In his 1884 A Text-book on Rhetoric, Supplementing the Development of the Science with Exhaustive Practice in Composition, Brainerd Kellogg further streamlined taxonomies of figuration, simplifying metaphor and simile by plac-ing it under “imagery” in the style section. Interestingly, Kellogg’s version of style is centered on the writer. According to Kellogg, style is composed of three elements: topic, the writer’s individuality, and authority. Stylistic instruction should help develop a student’s individuality as a writer: “It is not the business of rhetoric to rob one’s style of this element. It should only wear down the sharp angles and subdue the writer’s peculiarities, so that his style should be free from mannerisms—everything offensively characteristic of him” (84). The goal of developing style is to become “classic” and shed one’s authorial eccentricities.

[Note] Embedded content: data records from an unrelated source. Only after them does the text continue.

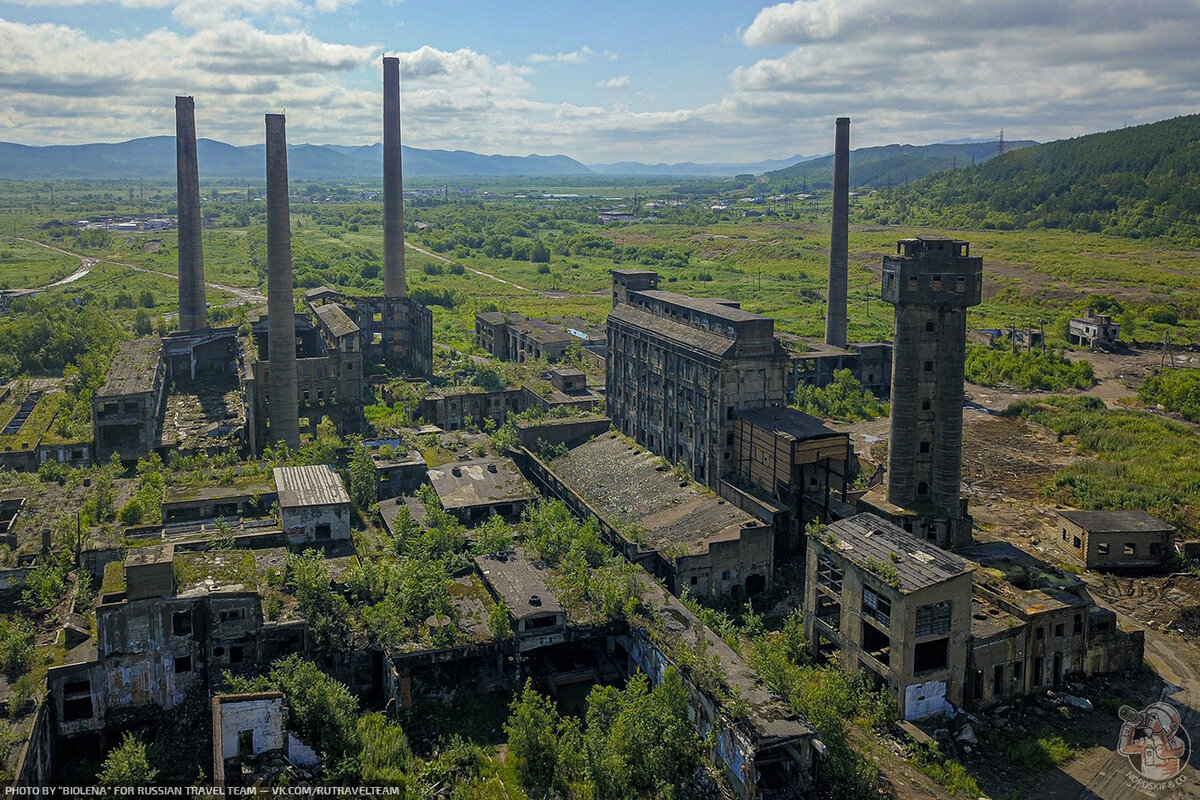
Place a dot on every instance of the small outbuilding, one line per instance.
(313, 504)
(1107, 540)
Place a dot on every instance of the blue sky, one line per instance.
(600, 82)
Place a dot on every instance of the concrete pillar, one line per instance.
(192, 312)
(839, 234)
(393, 185)
(281, 346)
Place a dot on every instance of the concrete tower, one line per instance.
(393, 185)
(931, 282)
(283, 407)
(839, 234)
(192, 304)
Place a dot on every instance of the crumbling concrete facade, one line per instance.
(127, 409)
(1093, 330)
(1115, 540)
(894, 606)
(679, 368)
(931, 282)
(313, 504)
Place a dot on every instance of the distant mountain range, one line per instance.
(891, 164)
(697, 170)
(155, 157)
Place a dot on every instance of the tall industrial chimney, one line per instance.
(283, 408)
(839, 246)
(393, 185)
(192, 305)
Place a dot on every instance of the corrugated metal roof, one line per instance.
(672, 331)
(310, 486)
(867, 537)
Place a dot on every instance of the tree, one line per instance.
(127, 764)
(533, 745)
(364, 483)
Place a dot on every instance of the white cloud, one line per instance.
(576, 56)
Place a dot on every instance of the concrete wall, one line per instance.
(300, 524)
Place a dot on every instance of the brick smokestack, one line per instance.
(192, 305)
(839, 233)
(393, 185)
(281, 344)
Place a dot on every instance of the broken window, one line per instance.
(76, 709)
(829, 575)
(931, 655)
(876, 643)
(934, 618)
(828, 611)
(876, 607)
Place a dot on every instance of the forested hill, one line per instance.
(1139, 181)
(887, 166)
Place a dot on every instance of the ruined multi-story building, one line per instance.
(127, 408)
(931, 282)
(894, 606)
(679, 368)
(941, 631)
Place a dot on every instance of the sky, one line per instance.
(649, 80)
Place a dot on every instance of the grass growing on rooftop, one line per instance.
(226, 567)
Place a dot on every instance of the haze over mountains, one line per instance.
(155, 157)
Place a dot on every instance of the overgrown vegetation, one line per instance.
(843, 400)
(1137, 459)
(1026, 370)
(1176, 390)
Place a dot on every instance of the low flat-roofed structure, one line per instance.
(514, 581)
(703, 543)
(473, 489)
(190, 503)
(400, 473)
(313, 504)
(1101, 540)
(127, 409)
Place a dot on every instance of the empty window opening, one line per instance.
(77, 709)
(876, 607)
(934, 618)
(931, 655)
(876, 643)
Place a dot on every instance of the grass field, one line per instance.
(773, 265)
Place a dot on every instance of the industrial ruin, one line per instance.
(688, 461)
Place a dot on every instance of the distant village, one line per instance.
(669, 429)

The trope of “dress” that had appeared in classical rhetoric as well as in some of the nineteenth-century textbooks is altered such that figuration is closer to a person’s identity and less defined as external ornament: “Every one has his manner of expressing thought, just as he has a cast of features, qualities of voice, and a carriage of body, peculiar to himself ” (83). This move to depict figura-tion as less ornamental and more essential makes sense in light of Kellogg’s writer-centered approach to style. Poetic devices are becoming aligned with individual expression, and individual expression is more encouraged than in previous textbooks. Kellogg presents imagery née figuration in laudable terms: “The value to the pupil of the habit of using imagery is incalculable” (134). Additionally, Kellogg emphasizes the rhetorical nature of figuration, seeing similes as having “rhetorical value” and allowing the reader to understand the writer’s thought (112).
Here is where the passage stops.